DVT / bounceback answer

A 30s woman comes to the ED with a diagnosis of a DVT. She has had intermittent L leg swelling on and off for several months, and she went for an outpatient Doppler study this weekend morning. She was told to come to the ED immediately because she has a DVT. She has a radiology report and a CD with her. The report states that she has a thrombus in her CFV, SFV, and popliteal veins. There are no longer any CD drives in your hospital. The patient denies dyspnea, chest pain, or leg pain. She has no medical problems and she is not on OCPs. On exam, she has obvious, mild swelling of the L leg. What do you do?
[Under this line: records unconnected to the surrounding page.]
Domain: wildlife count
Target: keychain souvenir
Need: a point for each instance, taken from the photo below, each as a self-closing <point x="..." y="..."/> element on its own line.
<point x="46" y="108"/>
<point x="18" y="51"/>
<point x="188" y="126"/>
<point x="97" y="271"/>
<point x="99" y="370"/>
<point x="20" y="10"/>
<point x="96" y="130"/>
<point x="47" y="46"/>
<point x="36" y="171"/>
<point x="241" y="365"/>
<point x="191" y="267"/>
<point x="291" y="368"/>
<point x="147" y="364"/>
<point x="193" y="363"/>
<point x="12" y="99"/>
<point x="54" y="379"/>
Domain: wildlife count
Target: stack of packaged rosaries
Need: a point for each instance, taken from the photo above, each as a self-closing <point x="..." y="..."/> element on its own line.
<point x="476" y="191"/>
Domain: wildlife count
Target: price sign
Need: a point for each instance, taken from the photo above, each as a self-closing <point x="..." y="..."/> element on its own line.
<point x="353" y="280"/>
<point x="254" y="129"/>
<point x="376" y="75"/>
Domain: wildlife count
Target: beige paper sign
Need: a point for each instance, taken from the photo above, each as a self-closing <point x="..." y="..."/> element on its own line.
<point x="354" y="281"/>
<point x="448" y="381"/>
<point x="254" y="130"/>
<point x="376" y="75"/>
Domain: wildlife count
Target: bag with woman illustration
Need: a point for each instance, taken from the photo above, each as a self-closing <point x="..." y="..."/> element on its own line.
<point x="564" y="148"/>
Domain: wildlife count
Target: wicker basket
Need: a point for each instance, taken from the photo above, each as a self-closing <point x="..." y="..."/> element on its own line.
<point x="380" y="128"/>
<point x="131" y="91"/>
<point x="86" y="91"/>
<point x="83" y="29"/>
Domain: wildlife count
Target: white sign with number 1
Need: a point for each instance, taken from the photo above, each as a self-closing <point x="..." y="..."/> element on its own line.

Do you repeat the sonogram?
Do you send a hypercoagulable work-up from the ED?
Do you start treatment? Do you give enoxaparin, an NOAC, or warfarin?
Do you admit or discharge the patient?

Bounceback answer

The short answer is that the previous team did nothing wrong. As an ED doc, you will send many pyelo / UTI patients home. It is inevitable that some patients will bounce back, and occasionally some patients will bounce back sicker. This is true of virtually all infections that we see in the ED.


I tend to admit (1) patients that don’t look well, (2) nursing home patients, and (3) patients with documented resistant organisms. Criteria (1) is a combination of appearance, ability to walk, and ability to eat and drink. As far as I know, I have only had one patient bounce back in 20+ years, but I think the true number is likely higher.


I ALWAYS want to know if my patient bounces back. I want to know if I did something wrong so that I don’t make the same mistake again. I always tell the other team when a patient bounces back. If there was an obvious mistake, I tell them. In this case, the patient appeared well and wanted to go home. Imho, it was an appropriate discharge. I’m sure someone out there disagrees with the initial dispo plan.


The patient was readmitted and did perfectly fine.